Los agentes del instituto armado montaron un dispositivo para localizar al sospechoso, que dio sus frutos poco después a la altura del polígono industrial El Manchón. La detención se produjo en la mañana del viernes, según explicaron a este periódico fuentes del instituto armado. Al ladrón se le imputa de momento un robo con fuerza en grado de tentativa, pero los investigadores de la Guardia Civil tratan de averiguar si este hombre participó en alguno de los otros robos registrados en la comarca, o al menos en el mismo municipio de Espartinas. Aunque el delincuente actuó en solitario, la Guardia Civil mantiene abierta la investigación y no descarta la detención de más personas en los próximos días.

El Aljarafe ya ha sufrido la acción de bandas de ladrones de viviendas en muchas ocasiones anteriores.

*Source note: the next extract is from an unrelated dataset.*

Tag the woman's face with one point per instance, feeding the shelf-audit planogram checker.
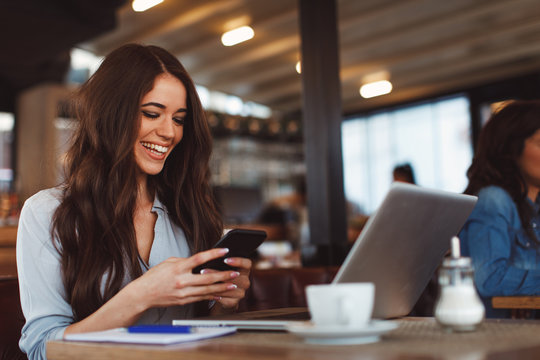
(162, 113)
(529, 163)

Los de ahora recuerdan mucho a la banda del Nocete, así llamada por el apellido de su cabecilla, que fue detenido por la Guardia Civil tras una persecución que terminó en el Polígono Sur. Aquello ocurrió en enero de 2014, un periodo en el que coincidieron hasta tres bandas de ladrones operando en el Aljarafe. La del Nocete era la banda más activa, pero también había grupos de delincuentes procedentes de Iberoamérica y de Europa del Este. Estas bandas suelen ser itinerantes y se marchan a otras provincias una vez que consideran que han obtenido suficiente botín en una determinada zona y que pueden llamar la atención de las Fuerzas de Seguridad.

A lo largo de 2017 se desarrollaron varias operaciones de la Guardia Civil contra los ladrones de viviendas en el Aljarafe. En septiembre cayó un grupo que había desvalijado al menos siete casas de Espartinas, Gelves, Villanueva del Ariscal y Camas. Fueron detenidas cinco personas, especialistas en entrar en chalés cuando no había nadie en el interior. En noviembre también cayó el autor de 16 robos en domicilios de Pilas, que también había desvalijado una vivienda de Villamanrique de la Condesa.